Abstract

Although laparoscopy is being increasingly used to treat urological malignancies, there is still concern regarding the induction of local recurrence and port site metastasis. To our knowledge no major clinical study with long-term followup has been presented in the field of urological laparoscopy. We assessed the oncological safety of laparoscopy with emphasis on incidence of local recurrence and port site metastasis, analyzing the risk factors for such events based on a 10-year experience. From June 1992 to May 2002 we performed 1,098 laparoscopic procedures for urological malignancies, including 450 radical prostatectomies, 478 pelvic and 80 retroperitoneal lymph node dissections, 45 radical nephrectomies, 22 radical nephroureterectomies, 12 partial nephrectomies and 11 adrenalectomies. In 418 cases of laparoscopic radical prostatectomy pelvic lymphadenectomy was done simultaneously.

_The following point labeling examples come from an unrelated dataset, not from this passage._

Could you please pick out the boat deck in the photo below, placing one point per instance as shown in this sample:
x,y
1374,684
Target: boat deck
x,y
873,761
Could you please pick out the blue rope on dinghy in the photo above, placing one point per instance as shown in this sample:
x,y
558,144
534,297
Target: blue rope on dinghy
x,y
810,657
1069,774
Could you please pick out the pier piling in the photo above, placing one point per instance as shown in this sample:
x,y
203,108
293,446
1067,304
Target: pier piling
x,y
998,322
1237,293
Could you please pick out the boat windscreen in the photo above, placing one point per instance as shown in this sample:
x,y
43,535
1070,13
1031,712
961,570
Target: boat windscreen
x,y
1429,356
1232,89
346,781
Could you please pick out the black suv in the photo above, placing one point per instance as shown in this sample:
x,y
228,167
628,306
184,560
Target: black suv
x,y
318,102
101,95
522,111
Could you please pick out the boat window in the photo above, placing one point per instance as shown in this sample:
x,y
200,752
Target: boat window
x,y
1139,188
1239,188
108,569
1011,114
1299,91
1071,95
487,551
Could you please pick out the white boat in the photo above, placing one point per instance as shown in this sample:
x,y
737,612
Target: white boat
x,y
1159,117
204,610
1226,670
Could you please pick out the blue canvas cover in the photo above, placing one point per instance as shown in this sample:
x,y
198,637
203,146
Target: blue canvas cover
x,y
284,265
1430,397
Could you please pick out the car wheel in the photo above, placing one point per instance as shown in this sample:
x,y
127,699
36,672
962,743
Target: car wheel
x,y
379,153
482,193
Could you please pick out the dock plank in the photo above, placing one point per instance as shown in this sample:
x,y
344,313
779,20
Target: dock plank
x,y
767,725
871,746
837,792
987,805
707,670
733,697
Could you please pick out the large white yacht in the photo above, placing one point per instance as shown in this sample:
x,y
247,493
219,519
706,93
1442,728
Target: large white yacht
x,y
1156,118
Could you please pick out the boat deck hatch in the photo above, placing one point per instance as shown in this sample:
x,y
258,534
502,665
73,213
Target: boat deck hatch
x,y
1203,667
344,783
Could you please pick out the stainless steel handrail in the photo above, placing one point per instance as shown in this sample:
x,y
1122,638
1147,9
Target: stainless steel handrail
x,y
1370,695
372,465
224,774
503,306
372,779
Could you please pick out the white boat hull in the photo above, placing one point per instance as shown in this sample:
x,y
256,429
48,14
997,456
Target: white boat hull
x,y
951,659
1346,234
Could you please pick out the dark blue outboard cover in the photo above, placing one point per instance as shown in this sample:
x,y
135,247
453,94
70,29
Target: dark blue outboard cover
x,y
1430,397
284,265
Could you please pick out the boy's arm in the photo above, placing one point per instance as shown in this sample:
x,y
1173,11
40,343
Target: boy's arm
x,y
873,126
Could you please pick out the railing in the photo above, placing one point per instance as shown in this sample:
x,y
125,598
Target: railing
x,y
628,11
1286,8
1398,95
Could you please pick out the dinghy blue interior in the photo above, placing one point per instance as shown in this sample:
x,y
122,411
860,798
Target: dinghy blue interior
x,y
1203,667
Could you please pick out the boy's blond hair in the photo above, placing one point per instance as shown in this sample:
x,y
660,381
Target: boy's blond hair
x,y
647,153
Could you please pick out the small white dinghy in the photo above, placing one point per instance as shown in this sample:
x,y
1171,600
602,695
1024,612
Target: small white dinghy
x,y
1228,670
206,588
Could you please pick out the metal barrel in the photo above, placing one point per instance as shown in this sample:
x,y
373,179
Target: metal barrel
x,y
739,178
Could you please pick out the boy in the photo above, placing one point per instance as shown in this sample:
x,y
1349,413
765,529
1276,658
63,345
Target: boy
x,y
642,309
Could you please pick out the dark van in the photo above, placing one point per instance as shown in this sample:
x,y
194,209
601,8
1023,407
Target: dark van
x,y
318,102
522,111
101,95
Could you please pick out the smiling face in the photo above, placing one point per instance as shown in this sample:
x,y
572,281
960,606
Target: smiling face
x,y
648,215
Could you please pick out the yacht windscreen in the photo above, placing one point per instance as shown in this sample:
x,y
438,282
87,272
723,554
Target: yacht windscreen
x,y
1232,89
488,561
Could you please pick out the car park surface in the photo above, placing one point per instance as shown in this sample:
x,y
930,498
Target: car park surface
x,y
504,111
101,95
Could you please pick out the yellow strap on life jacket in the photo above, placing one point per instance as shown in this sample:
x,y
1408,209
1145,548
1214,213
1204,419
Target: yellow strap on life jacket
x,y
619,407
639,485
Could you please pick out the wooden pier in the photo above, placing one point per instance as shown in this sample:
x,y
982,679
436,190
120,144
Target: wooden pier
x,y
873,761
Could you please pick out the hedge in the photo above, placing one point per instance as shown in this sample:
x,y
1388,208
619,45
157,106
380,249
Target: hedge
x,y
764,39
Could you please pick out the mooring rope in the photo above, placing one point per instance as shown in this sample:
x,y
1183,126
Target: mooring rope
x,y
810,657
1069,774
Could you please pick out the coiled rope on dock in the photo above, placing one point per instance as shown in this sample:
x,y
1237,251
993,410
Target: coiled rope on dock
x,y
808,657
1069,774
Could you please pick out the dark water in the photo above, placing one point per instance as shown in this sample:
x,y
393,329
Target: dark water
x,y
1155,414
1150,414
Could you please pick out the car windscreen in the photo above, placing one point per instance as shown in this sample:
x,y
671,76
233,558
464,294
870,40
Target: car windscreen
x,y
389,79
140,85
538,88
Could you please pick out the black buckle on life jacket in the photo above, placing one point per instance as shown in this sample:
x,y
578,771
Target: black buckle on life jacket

Of the procedures 917 were performed transperitoneally, including 181 via retroperitoneal or extraperitoneal access. A total of 567 procedures were performed in case of histologically proven cancer, whereas 531 represented only staging operations. Median followup was 58 months (range 4 to 127). Eight local recurrences were observed (0.73% overall, 1.41% of histologically proven cases). There were recurrences after nephroureterectomy for transitional cell carcinoma of the ureter in 1 patient, after radical nephrectomy for renal cell carcinoma in 1, growing teratoma after retroperitoneal lymph node dissection in 2, local recurrence of prostate cancer in 3 and after removal of an adrenal metastasis of melanoma in 1. Two port site metastases (0.18% overall, 0.35% of histologically proved cases) occurred, including metastasis of small cell lung carcinoma after adrenalectomy and a residual mass following 2 cycles of chemotherapy after retroperitoneal lymph node dissection. According to our experience the incidence of local recurrence and the risk of port site metastases is low and seems to be mainly related to the aggressiveness of the tumor and immunosuppression status of the patient, respectively rather than to technical aspects of the laparoscopic approach.